Ce silence soulève des interrogations quant à la transparence et à l’engagement des parties prenantes dans ce processus. Le Secrétariat général vous prie de bien vouloir prendre en compte l’urgence de la situation et de lui faire part des prochaines étapes du processus référendaire ». Trois jours plus tard, soit le jeudi 15 mai, une première monture, une sorte de draft  comme on dit en Haïti, a été envoyée aux autorités du Pouvoir exécutif en attendant la vraie copie de « l’avant-Projet de Constitution » qui, finalement, a été rendue, en grande pompe et sous l’œil des caméras et de la presse en général, au Président du CPT, Fritz Alphonse Jean, le jeudi 22 mai 2025. Avant-projet sur lequel nous aurons certainement à revenir plus tard, tant les réactions des uns et des autres sont multiples, fécondes et contradictoires. Comme nous l’avons écrit plus haut, le gouvernement, notamment les membres du Conseil Electoral Provisoire, (CEP) avaient pris au mot le Comité de pilotage qui disait vouloir aller vite afin de rendre le projet de Constitution.

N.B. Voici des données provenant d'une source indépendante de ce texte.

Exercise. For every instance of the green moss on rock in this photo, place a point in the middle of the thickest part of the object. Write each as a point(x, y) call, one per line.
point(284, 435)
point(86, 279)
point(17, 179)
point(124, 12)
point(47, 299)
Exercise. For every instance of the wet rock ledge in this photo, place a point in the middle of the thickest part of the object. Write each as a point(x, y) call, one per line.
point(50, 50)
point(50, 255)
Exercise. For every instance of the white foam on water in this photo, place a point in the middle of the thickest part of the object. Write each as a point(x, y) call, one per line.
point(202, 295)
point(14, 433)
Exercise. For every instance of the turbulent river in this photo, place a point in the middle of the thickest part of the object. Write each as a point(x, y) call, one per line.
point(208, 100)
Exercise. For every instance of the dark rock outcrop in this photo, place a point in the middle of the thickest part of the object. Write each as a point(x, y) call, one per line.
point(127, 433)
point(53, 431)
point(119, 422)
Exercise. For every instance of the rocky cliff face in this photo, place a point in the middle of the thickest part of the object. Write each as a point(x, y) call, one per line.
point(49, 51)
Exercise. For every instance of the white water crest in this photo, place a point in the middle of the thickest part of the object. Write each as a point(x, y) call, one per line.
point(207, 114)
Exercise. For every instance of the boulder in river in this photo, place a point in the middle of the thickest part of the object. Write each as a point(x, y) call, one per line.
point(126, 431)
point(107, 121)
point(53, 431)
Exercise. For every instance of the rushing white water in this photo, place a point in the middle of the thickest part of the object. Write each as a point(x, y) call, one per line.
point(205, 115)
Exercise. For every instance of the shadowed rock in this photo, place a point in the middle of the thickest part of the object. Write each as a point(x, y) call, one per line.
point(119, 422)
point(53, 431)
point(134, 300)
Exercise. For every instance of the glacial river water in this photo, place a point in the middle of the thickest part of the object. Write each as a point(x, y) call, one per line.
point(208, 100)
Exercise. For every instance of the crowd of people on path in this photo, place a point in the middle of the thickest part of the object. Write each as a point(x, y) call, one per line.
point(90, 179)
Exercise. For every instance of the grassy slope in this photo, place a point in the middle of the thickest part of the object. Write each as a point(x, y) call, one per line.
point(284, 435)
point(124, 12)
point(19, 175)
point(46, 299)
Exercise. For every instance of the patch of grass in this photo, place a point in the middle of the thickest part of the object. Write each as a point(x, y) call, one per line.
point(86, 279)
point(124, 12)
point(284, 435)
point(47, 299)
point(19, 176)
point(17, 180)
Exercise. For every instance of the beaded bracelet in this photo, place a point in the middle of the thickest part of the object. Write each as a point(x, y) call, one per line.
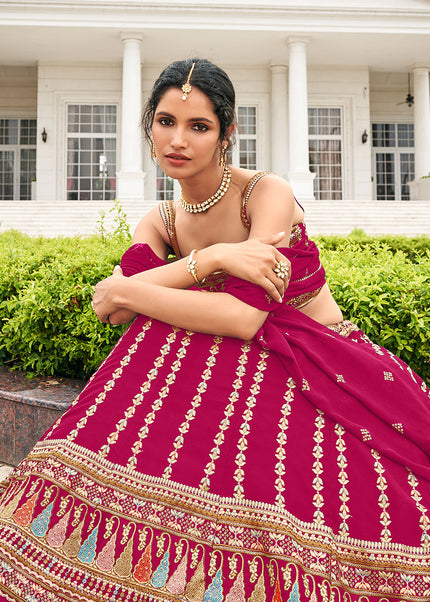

De ce fait, ils avaient fixé la date du 11 mai 2025 pour frapper un grand coup avec l’organisation d’un référendum populaire ayant pour objectif la ratification de la nouvelle Charte fondamentale. Pour ce faire, dès la fin de l’année 2024, le CEP avait travaillé sur un pré-projet de faisabilité de l’opération. Le lundi 30 décembre 2024, il y a eu une rencontre entre Alix Didier Fils-Aimé, le chef du gouvernement, une partie des membres de son cabinet, le Ministre délégué chargé des questions électorales, Joseph André Gratien Jean, et les responsables du Conseil électoral pour faire le point. Ce jour-là, les membres du CEP ne sont pas venus les mains vides.

Ils avaient apporté avec eux quatre dossiers prêts à l’emploi et susceptibles de faciliter l’organisation de ce référendum dont tout le monde parle. Ces quatre documents constituent un mode d’emploi. Il s’agit : « d’un projet de calendrier, une proposition de décret référendaire, un projet de budget et une approche de vote par inscription préalable sur place », d’après ce qui a été annoncé par les dirigeants de l’institution électorale dans une note de presse à l’issue de la rencontre avec le Premier ministre. Rappelons que ce vadémécum du CEP avait été remis le même jour aux dirigeants du Conseil Présidentiel de Transition (CPT) qui devaient le valider. Surtout, il portait sur des points cruciaux, notamment la logistique, la sécurité, le financement du processus et même la participation de la population. Enfin, il était question que le Conseil Électoral Provisoire soumette les quatre documents aux différents acteurs sociopolitiques du pays afin d’en débattre.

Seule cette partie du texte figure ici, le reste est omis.